Congenital Scoliosis and Kyphosis
Congenital scoliosis is a curvature of the spine that results from anomalies or abnormally developed vertebrae, the building blocks of the spinal column. These anomalies occur in utero at 4-6 weeks of gestation. Specific abnormalities include hemivertebra, which is a wedge-shaped or half vertebra, unsegmented bar, which is a failure of the normal separation of the individual building blocks of the spine, and mixed abnormalities. The number of abnormal vertebra, their location, and the growth potential around these abnormal vertebrae, is what determines how severe congenital curvature will become. For very mild single vertebra anomalies, a deformity may not be readily apparent and may be picked up incidentally on a chest x-ray or other study done for another purpose. In patients in whom multiple anomalies are noted, the trunk may be severely shortened and severe spinal deformity may be noted.

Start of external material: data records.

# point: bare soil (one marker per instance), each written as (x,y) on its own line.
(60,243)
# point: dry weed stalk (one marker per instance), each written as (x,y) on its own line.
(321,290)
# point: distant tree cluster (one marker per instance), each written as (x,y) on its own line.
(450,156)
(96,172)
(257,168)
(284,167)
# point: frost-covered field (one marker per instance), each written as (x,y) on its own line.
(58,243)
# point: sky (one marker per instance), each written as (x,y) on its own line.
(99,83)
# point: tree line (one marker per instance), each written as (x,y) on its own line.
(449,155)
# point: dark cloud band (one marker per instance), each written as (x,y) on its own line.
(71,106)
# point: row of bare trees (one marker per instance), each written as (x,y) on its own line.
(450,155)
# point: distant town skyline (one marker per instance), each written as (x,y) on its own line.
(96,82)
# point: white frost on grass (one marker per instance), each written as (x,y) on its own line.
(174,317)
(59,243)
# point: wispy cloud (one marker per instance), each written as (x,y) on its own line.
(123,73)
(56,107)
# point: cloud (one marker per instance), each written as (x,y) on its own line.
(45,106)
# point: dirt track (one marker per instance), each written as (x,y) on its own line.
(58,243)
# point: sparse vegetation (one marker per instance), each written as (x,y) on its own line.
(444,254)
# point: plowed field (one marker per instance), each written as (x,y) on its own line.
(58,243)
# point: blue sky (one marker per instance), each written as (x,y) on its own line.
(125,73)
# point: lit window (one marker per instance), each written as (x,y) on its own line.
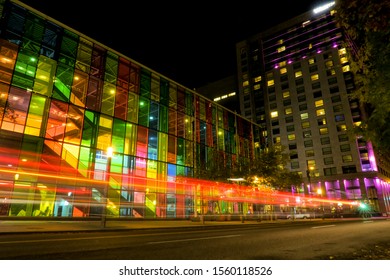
(298,74)
(281,49)
(305,124)
(319,103)
(342,51)
(347,158)
(304,116)
(257,79)
(341,127)
(343,60)
(321,121)
(329,64)
(346,68)
(314,77)
(320,112)
(323,131)
(291,137)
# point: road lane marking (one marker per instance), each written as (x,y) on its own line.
(194,239)
(324,226)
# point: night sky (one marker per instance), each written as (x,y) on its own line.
(192,43)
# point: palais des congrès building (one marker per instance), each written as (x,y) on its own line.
(80,122)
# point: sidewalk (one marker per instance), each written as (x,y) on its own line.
(33,226)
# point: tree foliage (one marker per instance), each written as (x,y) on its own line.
(270,168)
(366,24)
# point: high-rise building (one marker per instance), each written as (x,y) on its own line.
(84,128)
(294,80)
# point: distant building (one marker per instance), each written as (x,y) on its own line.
(293,80)
(224,92)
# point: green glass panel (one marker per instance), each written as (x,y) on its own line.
(43,82)
(25,68)
(132,108)
(63,82)
(163,119)
(118,135)
(117,163)
(143,112)
(85,161)
(180,151)
(34,118)
(131,139)
(109,98)
(162,147)
(89,129)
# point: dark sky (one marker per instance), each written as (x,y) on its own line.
(190,42)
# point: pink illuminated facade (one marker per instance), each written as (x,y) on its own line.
(294,80)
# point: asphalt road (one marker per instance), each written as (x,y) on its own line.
(280,241)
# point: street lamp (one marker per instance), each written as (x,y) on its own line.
(106,186)
(319,192)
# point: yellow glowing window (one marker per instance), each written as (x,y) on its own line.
(323,130)
(291,136)
(298,74)
(281,49)
(342,51)
(320,112)
(274,114)
(329,63)
(319,103)
(257,79)
(305,124)
(346,68)
(343,60)
(314,77)
(304,116)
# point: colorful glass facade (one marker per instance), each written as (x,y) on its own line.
(65,99)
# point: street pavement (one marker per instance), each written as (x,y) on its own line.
(9,226)
(33,226)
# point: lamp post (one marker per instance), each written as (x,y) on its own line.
(319,192)
(106,186)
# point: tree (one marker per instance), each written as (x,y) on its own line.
(366,25)
(270,168)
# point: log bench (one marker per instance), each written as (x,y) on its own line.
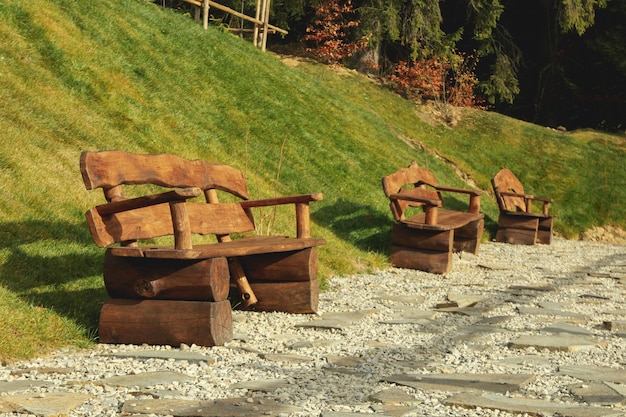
(426,240)
(173,293)
(518,223)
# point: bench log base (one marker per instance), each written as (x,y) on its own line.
(285,282)
(521,230)
(165,322)
(166,279)
(298,297)
(518,224)
(432,250)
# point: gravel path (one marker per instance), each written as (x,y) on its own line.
(551,315)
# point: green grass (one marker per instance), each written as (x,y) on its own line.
(126,74)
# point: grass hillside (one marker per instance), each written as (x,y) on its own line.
(127,74)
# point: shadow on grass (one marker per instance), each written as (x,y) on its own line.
(369,229)
(361,225)
(53,265)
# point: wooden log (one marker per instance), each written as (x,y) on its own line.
(166,279)
(164,322)
(298,266)
(434,240)
(467,238)
(518,221)
(435,262)
(516,236)
(181,226)
(287,297)
(544,231)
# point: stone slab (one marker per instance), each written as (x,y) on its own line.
(405,299)
(538,311)
(20,384)
(597,393)
(533,407)
(179,355)
(238,407)
(262,385)
(50,404)
(146,379)
(594,373)
(336,320)
(559,342)
(566,328)
(615,325)
(466,300)
(393,396)
(463,382)
(283,357)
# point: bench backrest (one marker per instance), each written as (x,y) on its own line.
(410,181)
(506,181)
(111,170)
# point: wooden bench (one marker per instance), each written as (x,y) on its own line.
(175,293)
(426,240)
(518,224)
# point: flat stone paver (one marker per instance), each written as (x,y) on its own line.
(146,379)
(243,407)
(392,396)
(263,385)
(50,404)
(598,393)
(20,384)
(463,382)
(594,373)
(530,406)
(558,342)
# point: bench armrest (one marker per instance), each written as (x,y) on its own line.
(181,194)
(474,196)
(303,213)
(458,190)
(528,199)
(424,200)
(276,201)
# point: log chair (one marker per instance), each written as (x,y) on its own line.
(179,293)
(426,241)
(517,223)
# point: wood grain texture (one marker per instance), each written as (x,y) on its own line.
(165,322)
(518,223)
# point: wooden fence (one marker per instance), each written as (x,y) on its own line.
(261,21)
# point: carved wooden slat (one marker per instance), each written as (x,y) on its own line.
(301,297)
(166,279)
(165,322)
(241,247)
(506,181)
(298,265)
(108,169)
(155,221)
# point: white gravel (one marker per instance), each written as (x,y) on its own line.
(587,278)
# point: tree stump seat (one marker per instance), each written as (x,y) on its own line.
(517,223)
(426,241)
(184,293)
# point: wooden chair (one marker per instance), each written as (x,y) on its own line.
(426,240)
(172,294)
(517,223)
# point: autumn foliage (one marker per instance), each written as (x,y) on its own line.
(330,32)
(437,79)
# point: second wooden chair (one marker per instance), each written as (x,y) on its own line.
(427,240)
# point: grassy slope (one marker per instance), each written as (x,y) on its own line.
(126,74)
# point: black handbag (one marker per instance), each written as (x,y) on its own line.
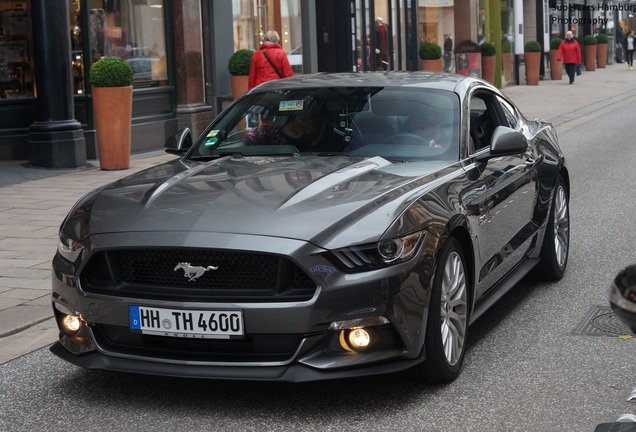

In these cases, the curvature will often progress, resulting in severe lung disease and/or neurological deficits if left untreated.
Patients with congenital scoliosis also have a high incidence of abnormalities in other organ systems. For example, there is a 10% incidence of cardiac abnormalities, a 25% incidence of genito-urinary abnormalities, and up to a 40% incidence of intraspinal anomalies. Therefore, the patients are carefully worked up and even patients, who are seemingly otherwise normal, are sent for testing prior to surgery. Tests performed include an echocardiogram, renal (kidney) ultrasound, and screening MRI of the entire spine. Intraspinal anomalies that can occur include lipomas or fatty benign tumors of the spinal canal, scar tissue within the spinal canal, bony or cartilaginous spicules within the spinal canal, (diastematomyelia) and various other problems. These may require separate treatment from the spinal curvature itself.
The treatment for congenital scoliosis is aggressive in that if progression is noted, even for relatively small curves, surgery is indicated. This turns out to be the most conservative approach in that early surgery often allows the patient to avoid much more extensive surgery later. It is not uncommon for patients of one to one and a half years of age to undergo surgery that is relatively limited in nature. Nonoperative treatment consists of observation at 4 to 6-month intervals and if progression is noted, surgery is indicated. Bracing may be used in only a small percentage of patients in whom compensatory curvatures adjacent to congenital anomalies may be treated to prevent them from worsening.
Surgical intervention is best performed early to minimize the number of levels of the spine requiring treatment. Early surgery includes hemivertebra excision in which the abnormal vertebra is removed allowing the spine to be nearly completely straightened and allowing for the adjacent portions of the spine to grow normally. In more complex congenital anomalies, multiple level fusions may be required both in the front and back of the spine. In other cases, a growth rod procedure may be performed (see article on early onset of scoliosis). The goal is to prevent severe deformities from affecting lung growth or function and to provide comfortable balance of the spine and, in the young child to maximize growth. After surgery, patients are watched carefully until they reach skeletal maturity, which may be as long as 15 or more years following the initial procedure. In some cases, additional curvature arises and may require surgery or bracing. Late presentation of patients with severe curvature and deformity may require osteotomies (cutting through bone) and removal of vertebra and reconstruction of the spine with instrumentation. The goal in these patients is to reestablish spinal balance and alignment and to prevent back pain, neurological deficits, as well as pulmonary lung dysfunction.
A related problem in some patients with congenital scoliosis includes rib abnormalities in which ribs are either missing or fused together. This restricts the growth of the chest cavity and limits lung development, causing potentially severe respiratory compromise. A procedure that has been developed in San Antonio, Texas allows the chest cage (thorax) to be expanded with a special device (Veptr) and may preserve or improve lung function in severely affected patients.
The ideal treatment in patients with congenital scoliosis is early intervention when increasing curvature is noted. The most conservative approach is often early surgery in very young children in order to minimize the number of levels of the spine that require fusion and treatment and to preserve long-term growth of the spine, spinal balance and alignment, and lung function and development.
Patient Story 1
This 5 years old boy had progressive scoliosis due to hemivertebra. This was excised by Dr. Lonner and a one level fusion was performed with 100% correction of the scoliosis. He has done very well 10 years following the surgery.
Patient Story 2
This is a 12½ years old boy with a progressive congenital scoliosis due to hemivertebra. He was treated with hemivertebrae excision and spinal fusion by Dr. Lonner with near complete correction of his scoliosis.
Patient Story 3
This 6 year old female underwent hemivertebrae resection for a progressive congenital scoliosis of 38 degrees. The patient has resumed all her normal activities including ballet classes.
Patient Story 4
This 17-year old young woman has lumbar congenital kyphosis. Her deformity and pain had worsened over time. Dr. Lonner performed vertebral column resection and spinal fusion, which corrected her kyphosis, eliminated her pain and restored her function. She has since been married.